Her question:
Dear Rue,
I have had fibromyalgia for at least 20 years and what you said in the interview about chronic fatigue resonated with me. I feel not just physical pain but so much emotional pain and blockage. I meditate daily, I read self-help books, tap, and I still have this gnawing feeling inside of me and sadness.
I have never been able to pinpoint any event or anything traumatizing that caused the fibromyalgia. I had a successful career.
I know I have something inside that I need to get out. I can feel my energy block.
Can you guide me in a direction to help me resolve this? I am 62 years old and do not care to continue this the rest of my life. How many sessions would I need?
My reply:
There is a simple answer to your questions, which is not really an answer, and a rich and complex answer which is much more interesting and evocative but even less of an “answer.” :^)
The simple answer: I can’t say for you or anyone how many sessions you need. Every person and their needs and situations are different. And I can’t calculate a percentage of “successful solution-finding” for the same reasons.
I will try to explain the complex answer, which is actually simple too, but it needs some explaining because no one tells us this. For many of us, these are new ideas, but you will feel in your body right away if these ideas resonate with you.
We will start with the premise of your question, which may be that “there is something wrong with me, and I need to find a person and a technique that will fix me.”
How many sessions and for how long is a common question. But it comes from the wrong direction, I think. It emerges from a place in us that is assuming that someone else has the answer, and the authority. That perspective leads us to believe that we are needy and dependent on what a doctor or an expert or even “higher consciousness” can produce.
There are so many ways that our culture reinforces this consumerism concept. It is kind of like basing our entire worldview, even our spirituality, on a sort of market economy of producers and consumers and cost effectiveness. I think it tries to apply linear thought to a profoundly multidimensional, associative, fluid, heartful way of being and knowing.

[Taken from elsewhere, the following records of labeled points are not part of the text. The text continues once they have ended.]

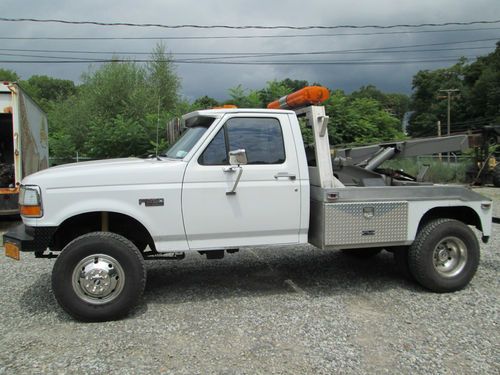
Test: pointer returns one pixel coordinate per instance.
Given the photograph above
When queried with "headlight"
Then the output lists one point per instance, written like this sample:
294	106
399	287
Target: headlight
30	201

A better thing to ask would be: How can I be thinking and acting in a way that will lead to unwinding and easing what is too tightly held in me, so that my life energy can flow freely?
From years of working with people with chronic physical and emotional pain, I believe that the cause lies in an impoverished view who we think we are. Seeing and thinking of ourselves along the spectrum of being small, powerless, and victimized makes us curl up around ourselves to protect that vulnerable center that we feel inside.

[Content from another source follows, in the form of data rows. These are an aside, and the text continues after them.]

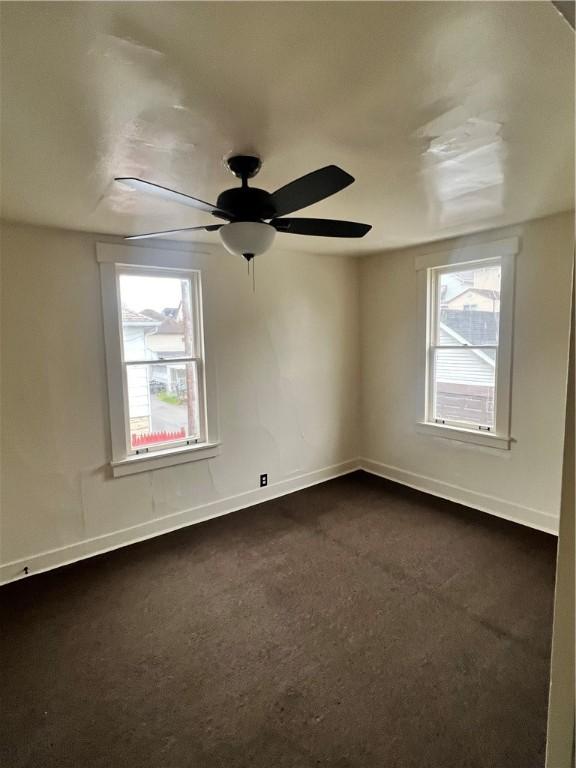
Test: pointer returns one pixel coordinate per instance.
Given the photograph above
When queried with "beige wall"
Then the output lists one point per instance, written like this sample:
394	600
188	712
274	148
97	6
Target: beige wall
316	368
523	483
286	362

I believe that our pain and tears are the anguish of our soul, feeling trapped in too small a shape. That is your gnawing sadness inside.
I think we would better serve ourselves and life itself if we put our attention and intention toward learning how to be a source ourselves, a producer, a partner and collaborator with the subtle energies of spirit and soul, and partners with the rest of life, seen and unseen.
That is how I approach my own life, and how I think of working with someone. I think that each of us is goodness embodied. My job then is to continually hold up a mirror to the person I am working with, so that they become familiar with seeing themselves the way I see them.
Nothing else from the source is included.